How does Canada play so well Saturday against Team USA losing 6-5 with the tying run on second and one out in the ninth and go so meekly into the night and on out-bound planes this morning after losing to Italy?
"We knew the American pitchers, we'd either faced them or we had seen them on TV," Votto said. "The only guy I knew of Italy's three pitchers was Jason Grilli. When the guy is unknown, the advantage goes to the pitcher."
Derek Jeter, Mark Teixeira and Johnny Damon all said the same three years ago when Adam Loewen beat the U.S. 8-6.
Starter Vince Perkins took the blame, as did manager Ernie Whitt.
"The bottom line is, I let the guys down," Perkins said, "I didn't set the tempo.
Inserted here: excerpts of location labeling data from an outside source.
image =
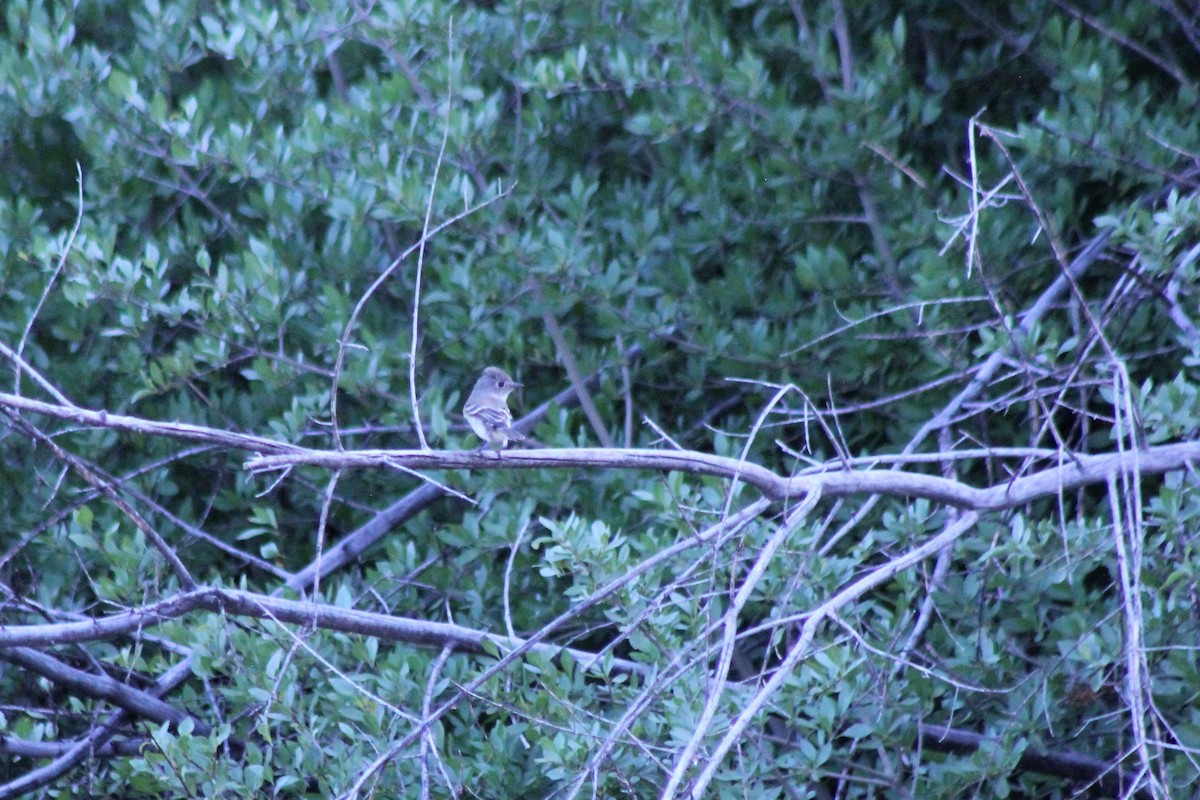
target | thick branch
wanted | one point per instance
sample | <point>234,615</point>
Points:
<point>231,601</point>
<point>1075,470</point>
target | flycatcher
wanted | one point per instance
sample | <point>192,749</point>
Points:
<point>487,409</point>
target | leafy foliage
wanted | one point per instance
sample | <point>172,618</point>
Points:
<point>861,203</point>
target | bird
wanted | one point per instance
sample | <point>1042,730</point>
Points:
<point>487,410</point>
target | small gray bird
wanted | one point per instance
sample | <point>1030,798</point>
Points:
<point>487,409</point>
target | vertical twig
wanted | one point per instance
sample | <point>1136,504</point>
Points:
<point>425,238</point>
<point>49,284</point>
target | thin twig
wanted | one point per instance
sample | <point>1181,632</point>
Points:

I put pressure on our hitters, putting them in a hole early."
Perkins mishandled a comebacker for an error to open the game, walked two an out later to load the bases and nearly threw away a tapper back to him. In all he walked four in two-plus innings, allowing three runs, one unearned.
"Obviously some nerves played into it, I was contacted for this two or three months ago, you build up towards the start and have this huge disappointment when you perform like I did.
"You have to move on, go back to spring training, baseball and life moves on."
Less than an hour before the first pitch Perkins sat in the third base dugout in street clothes, an odd sight at the Rogers Centre. Meanwhile, Canadian hitters buzzed around Don Cherry, who threw out the first pitch -- a Kingston slider for a strike -- for pictures and autographs.